Ich dachte erst, der verarscht mich oder is’ echt der Weihnachtsmann oder so.«
    »Ja, und weiter?«
    »Na, er hat mir gesagt, er würd mir zweihundert Euro
geben, wenn er helfen dürft. Zweihundert Euro, ganz schön viel Moos!«
    »Ja.« Reiber versuchte, nicht zu genervt zu klingen.
»Und immer noch weiter?«
    »Der hat dann eben auch einige der Blumentöpfe
gepackt, wir haben das Zeug platziert, und plötzlich war der weg.«
    »Wie, weg?«
    »Na, eben weg.«
    »Sie können also nicht sicher sagen, ob er das Gebäude
wieder verlassen hat?«, fragte Reiber. In seinem Kopf wirbelten die Gedanken
wie Konfetti im Wind.
    »Nö!«, sagte Otto.
    »Und die Türsteher?«
    »Ach, die haben nicht auf uns geachtet, die haben sich
Kaffee geholt. Ham Sie vielleicht ‘nen Kaffee für mich?«
    »Hab ich, Otto, hab ich! Und ich hab dann noch einen
Job für Sie. Wir müssen ein Phantombild erstellen. Es kann ein bisschen dauern,
bis mein Spezialist für so was da ist.«
    Ganz so lange dauerte es nicht, allein das Ergebnis
war nicht sehr zufriedenstellend. Der Mann hatte eine Nikolausmütze, hatte
einen Bart und eine Brille.
    »Was ist das denn?«, fragte Reiber.
    »Ich sag doch, das war der Weihnachtsmann«, meinte
Otto treuherzig.
    »Wie? Der Bart war ein Nikolausbart?«
    »Klar!«
    Reiber notierte Ottos Adresse und Telefonnummer und
verfluchte den Tag, an dem er diese Münze geworfen hatte. Sie hatte damals
entschieden, ob er Jura studieren oder zur Polizei gehen sollte. Oh wäre sie
doch andersrum gelandet!
    Zumindest war sich Otto sicher, dass der Mann etwa
eins fünfundsiebzig gewesen war, sehr dunkle Augen und einen leichten Akzent
gehabt hatte. Welcher Art? Natürlich Fehlanzeige! Fakt war immerhin, dass ein
Mann sich auf diese Weise Zutritt zur Vertretung verschafft hatte. Nicht nur
ein Mann, sondern der Weihnachtsmann. Und nicht Sandra Angerer.

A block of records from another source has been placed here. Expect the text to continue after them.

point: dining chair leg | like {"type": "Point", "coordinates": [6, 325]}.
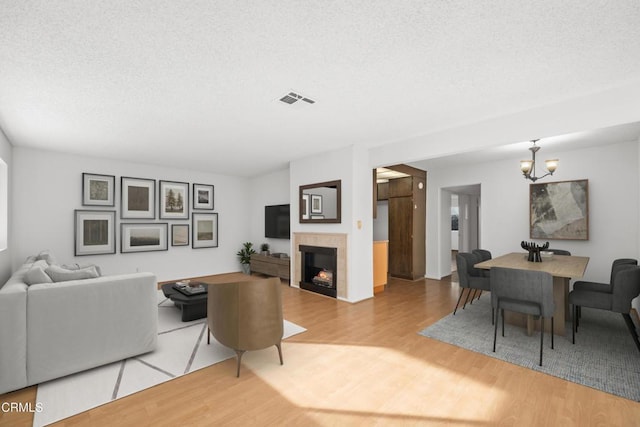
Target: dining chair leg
{"type": "Point", "coordinates": [459, 298]}
{"type": "Point", "coordinates": [466, 300]}
{"type": "Point", "coordinates": [541, 337]}
{"type": "Point", "coordinates": [495, 328]}
{"type": "Point", "coordinates": [632, 329]}
{"type": "Point", "coordinates": [473, 296]}
{"type": "Point", "coordinates": [574, 313]}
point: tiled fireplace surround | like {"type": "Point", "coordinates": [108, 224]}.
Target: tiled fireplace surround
{"type": "Point", "coordinates": [328, 240]}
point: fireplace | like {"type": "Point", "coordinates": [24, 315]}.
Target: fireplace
{"type": "Point", "coordinates": [319, 269]}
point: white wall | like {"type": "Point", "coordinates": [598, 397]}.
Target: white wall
{"type": "Point", "coordinates": [5, 255]}
{"type": "Point", "coordinates": [612, 171]}
{"type": "Point", "coordinates": [271, 189]}
{"type": "Point", "coordinates": [47, 188]}
{"type": "Point", "coordinates": [351, 165]}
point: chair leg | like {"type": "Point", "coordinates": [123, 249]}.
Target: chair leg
{"type": "Point", "coordinates": [495, 328]}
{"type": "Point", "coordinates": [459, 298]}
{"type": "Point", "coordinates": [466, 300]}
{"type": "Point", "coordinates": [239, 354]}
{"type": "Point", "coordinates": [574, 314]}
{"type": "Point", "coordinates": [280, 352]}
{"type": "Point", "coordinates": [541, 337]}
{"type": "Point", "coordinates": [473, 297]}
{"type": "Point", "coordinates": [632, 329]}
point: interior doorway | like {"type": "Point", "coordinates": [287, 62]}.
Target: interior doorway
{"type": "Point", "coordinates": [460, 228]}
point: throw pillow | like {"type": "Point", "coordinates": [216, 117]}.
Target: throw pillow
{"type": "Point", "coordinates": [36, 275]}
{"type": "Point", "coordinates": [47, 256]}
{"type": "Point", "coordinates": [59, 274]}
{"type": "Point", "coordinates": [77, 266]}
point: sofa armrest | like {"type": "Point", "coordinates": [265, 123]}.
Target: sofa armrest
{"type": "Point", "coordinates": [81, 324]}
{"type": "Point", "coordinates": [13, 337]}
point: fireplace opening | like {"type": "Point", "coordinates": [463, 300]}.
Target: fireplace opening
{"type": "Point", "coordinates": [318, 269]}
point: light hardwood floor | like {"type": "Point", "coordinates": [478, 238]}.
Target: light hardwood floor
{"type": "Point", "coordinates": [361, 364]}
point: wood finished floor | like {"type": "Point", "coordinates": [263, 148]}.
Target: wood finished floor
{"type": "Point", "coordinates": [360, 364]}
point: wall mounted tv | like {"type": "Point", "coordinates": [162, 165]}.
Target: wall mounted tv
{"type": "Point", "coordinates": [276, 221]}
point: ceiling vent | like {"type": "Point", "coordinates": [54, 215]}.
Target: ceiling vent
{"type": "Point", "coordinates": [293, 97]}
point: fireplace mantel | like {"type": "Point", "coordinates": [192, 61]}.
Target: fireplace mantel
{"type": "Point", "coordinates": [329, 240]}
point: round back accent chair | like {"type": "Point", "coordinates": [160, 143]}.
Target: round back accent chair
{"type": "Point", "coordinates": [246, 315]}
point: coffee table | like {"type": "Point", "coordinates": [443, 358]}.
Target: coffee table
{"type": "Point", "coordinates": [192, 306]}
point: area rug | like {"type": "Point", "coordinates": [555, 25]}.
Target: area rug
{"type": "Point", "coordinates": [604, 356]}
{"type": "Point", "coordinates": [182, 348]}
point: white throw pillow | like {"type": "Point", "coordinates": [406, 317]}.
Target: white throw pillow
{"type": "Point", "coordinates": [36, 275]}
{"type": "Point", "coordinates": [77, 266]}
{"type": "Point", "coordinates": [59, 274]}
{"type": "Point", "coordinates": [47, 256]}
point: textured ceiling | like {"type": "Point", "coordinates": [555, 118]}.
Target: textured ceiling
{"type": "Point", "coordinates": [196, 83]}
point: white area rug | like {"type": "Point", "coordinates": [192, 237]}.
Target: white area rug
{"type": "Point", "coordinates": [182, 348]}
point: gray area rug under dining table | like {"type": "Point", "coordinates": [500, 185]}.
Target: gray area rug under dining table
{"type": "Point", "coordinates": [604, 356]}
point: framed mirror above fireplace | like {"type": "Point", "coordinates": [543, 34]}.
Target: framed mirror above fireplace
{"type": "Point", "coordinates": [321, 202]}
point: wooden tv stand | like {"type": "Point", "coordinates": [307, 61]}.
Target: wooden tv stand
{"type": "Point", "coordinates": [271, 265]}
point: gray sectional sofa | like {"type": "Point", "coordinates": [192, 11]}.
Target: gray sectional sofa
{"type": "Point", "coordinates": [56, 328]}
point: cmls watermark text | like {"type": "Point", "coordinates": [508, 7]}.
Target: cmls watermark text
{"type": "Point", "coordinates": [21, 407]}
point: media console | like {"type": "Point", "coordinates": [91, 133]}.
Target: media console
{"type": "Point", "coordinates": [271, 265]}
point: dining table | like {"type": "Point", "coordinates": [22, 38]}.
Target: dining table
{"type": "Point", "coordinates": [563, 268]}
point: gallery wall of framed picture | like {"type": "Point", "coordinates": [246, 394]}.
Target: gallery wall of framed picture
{"type": "Point", "coordinates": [183, 216]}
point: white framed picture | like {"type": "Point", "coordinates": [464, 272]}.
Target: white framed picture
{"type": "Point", "coordinates": [174, 200]}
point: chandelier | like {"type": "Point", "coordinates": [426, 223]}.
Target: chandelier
{"type": "Point", "coordinates": [528, 167]}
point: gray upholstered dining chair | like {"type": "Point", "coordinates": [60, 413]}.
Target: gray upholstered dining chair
{"type": "Point", "coordinates": [583, 285]}
{"type": "Point", "coordinates": [484, 255]}
{"type": "Point", "coordinates": [471, 278]}
{"type": "Point", "coordinates": [523, 291]}
{"type": "Point", "coordinates": [246, 315]}
{"type": "Point", "coordinates": [625, 287]}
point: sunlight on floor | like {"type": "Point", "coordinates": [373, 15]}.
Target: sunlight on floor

    Reiber starrte wütend in seinen PC und blieb wieder an der Sache mit der
Flugpatin hängen. Und plötzlich konnte er nicht anders. Was sollte es auch, mehr
als auflegen konnte sie ja nicht!
    Roswitha Maurer hatte noch dieselbe Nummer und ging
dran. Reiber erklärte ihr, wer er war. Dass sein Anruf wirklich nichts mit der
Sache damals zu tun hatte. Dass er nun ihre Hilfe brauche.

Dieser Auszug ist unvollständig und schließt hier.